Access: Duplicates in Your DataBy
Whenever you work with data, you will inevitably encounter duplicates. Whether they come from imported data, processes being run twice, or somewhere else, they need to be managed. There are several questions to keep in mind: Are there duplicates? What data has been duplicated? Which records need to stay? How should the duplicates be removed?
CHECK FOR DUPLICATES
The first thing to do is create a query to find out if there are duplicates. For sample purposes, I created a table called “Copy of the Direct Materials Budget” in our test database and duplicated the records in the Direct Materials Needed category. This results in 86 original records and 24 duplicates, which will allow us to create a process to find and eliminate the duplicates.
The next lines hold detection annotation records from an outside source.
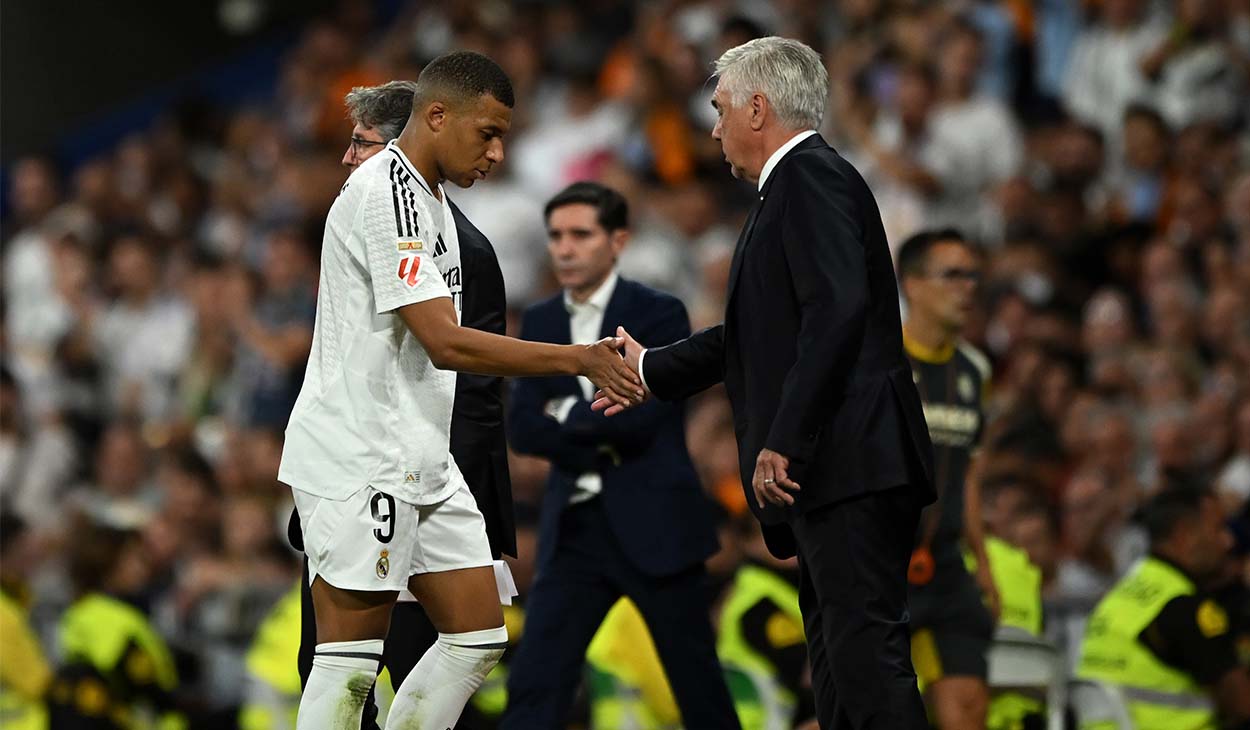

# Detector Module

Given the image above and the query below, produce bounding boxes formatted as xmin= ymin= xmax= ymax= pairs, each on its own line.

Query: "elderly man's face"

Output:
xmin=711 ymin=79 xmax=760 ymax=183
xmin=343 ymin=124 xmax=390 ymax=170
Create a query using the Copy of Direct Materials Budget table as the source. Add the Category, Budget Item, and Production Units fields to the design grid. Run the query. There will be 110 records. Return to Design view and click the Totals button. Run the query again, and there will now be 86 unique items based on these three fields. Save the query as “Unique Records.”
The next step is to identify the duplicates in detail so that we can determine how to resolve the problem. For this particular table, we have lines for the combinations of Category, Budget Item, and Production Units fields. To see which ones are duplicated, we will create a query that shows us which combinations occur more than once.
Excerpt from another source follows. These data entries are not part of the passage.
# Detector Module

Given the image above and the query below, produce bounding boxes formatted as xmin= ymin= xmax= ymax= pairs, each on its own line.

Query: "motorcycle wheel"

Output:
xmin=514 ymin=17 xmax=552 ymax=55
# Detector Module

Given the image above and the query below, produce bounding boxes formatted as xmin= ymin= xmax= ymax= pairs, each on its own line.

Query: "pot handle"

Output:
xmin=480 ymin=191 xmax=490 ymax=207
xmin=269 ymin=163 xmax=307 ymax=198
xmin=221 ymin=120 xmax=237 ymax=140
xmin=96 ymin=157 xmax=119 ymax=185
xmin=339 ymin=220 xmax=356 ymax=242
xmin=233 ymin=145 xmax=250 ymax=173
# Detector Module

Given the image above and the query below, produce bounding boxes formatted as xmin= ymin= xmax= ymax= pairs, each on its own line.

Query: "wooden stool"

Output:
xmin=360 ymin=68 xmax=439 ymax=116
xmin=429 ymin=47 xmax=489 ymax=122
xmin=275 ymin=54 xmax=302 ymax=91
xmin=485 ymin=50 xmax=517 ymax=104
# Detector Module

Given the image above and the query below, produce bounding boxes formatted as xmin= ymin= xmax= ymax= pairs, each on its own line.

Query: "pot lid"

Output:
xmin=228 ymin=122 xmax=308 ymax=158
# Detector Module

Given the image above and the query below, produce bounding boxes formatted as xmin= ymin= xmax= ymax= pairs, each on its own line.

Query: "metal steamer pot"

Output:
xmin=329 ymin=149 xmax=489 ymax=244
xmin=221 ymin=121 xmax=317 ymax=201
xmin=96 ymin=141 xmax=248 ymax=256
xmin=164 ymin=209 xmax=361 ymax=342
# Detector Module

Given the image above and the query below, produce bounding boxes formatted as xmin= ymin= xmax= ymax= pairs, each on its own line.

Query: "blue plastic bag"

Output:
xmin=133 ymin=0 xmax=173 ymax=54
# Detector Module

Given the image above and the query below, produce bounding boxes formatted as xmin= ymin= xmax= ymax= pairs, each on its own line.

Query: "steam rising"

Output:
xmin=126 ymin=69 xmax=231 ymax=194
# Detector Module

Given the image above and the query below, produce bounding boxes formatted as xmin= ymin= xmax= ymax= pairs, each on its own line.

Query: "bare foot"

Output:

Create a query with the Copy of Direct Materials Budget table as the source. Add the Category, Budget Item, Production Units, and Sort Order fields to the query. Click the Totals button. To count how many records have the same Category, Budget Item, and Production Units, change the Total line for the Sort Order field from Group By to Sort. Add a Criteria of >1 to the Sort Order field (see Figure 1). This will identify only the duplicates. Save the query as “Duplicate Items.” Run the query, then save and close it.
Now that we have identified the duplicates, we need to create a table to store them so that we can select which ones to keep. The duplicate records may be completely identical, or there may be some unique fields in the record.
Create a query using the Copy of Direct Materials Budget table and Duplicate Items query as the data sources. Link the two via the Category, Budget Item, and Production Units fields. Add all the fields from the Copy of Direct Materials Budget table to the design grid (see Figure 2). Change the query to a Make Table query, assigning the table name “Duplicate Item Detail.” Save the query as “Duplicate Details.” Run the query, then save and close it.
Now we need to remove the duplicated records and put back the unique ones. Create a query using the Copy of Direct Materials Budget table as the table source. By looking at the results of the Duplicate Details query, we can see that all the duplicate records have a Category value of “Direct Materials Needed.” So add the Category field to the query design. Change the query type to a Delete Query, and add “Direct Materials Needed” as the Criteria. Save the query as “Delete Duplicates.” Run the query to delete the duplicates, then close it.
The last step is to add the unduplicated items back to the table. There are several ways to do this:
- If you already have a process to add the records, just run it again to add the unduplicated records back to the Copy of Direct Materials Budget table.
- If the entire record is duplicated, then you can create a query from the Duplicate Items Detail table and simply click the Totals button to group by each field. Then change the query type to Append. Save the query as “Append Unduplicated Records.” Run, save, and close the query.
- If the records have the same Category, Budget Items, and Production Units, but the rest of the data is different, you need to choose which records to keep. Add a field to the Duplicate Items Detail table to check off the ones you want to keep. I added a Yes/No field called “Keep.” Review each item in the Duplicate Items Detail table, putting a check in the Keep field for the records you want to keep. Then create a query with the Duplicate Items Detail as the source. Add all the fields to the design. Set the Criteria for the Keep field to “Yes.” Now it will only select the records that you chose to keep. Make the query an Append query and run it to append the records to the Copy of Direct Materials Budget table. You don’t need to save the query if you aren’t going to use it again.
Download this month’s database here: SF_AUG_2015.
SF BEST PRACTICES
When you find duplicates in a table, carefully create a process to delete the duplicates and add back the ones you want to keep. In case anything goes wrong in your process, first create a backup of the database by copying it to another location.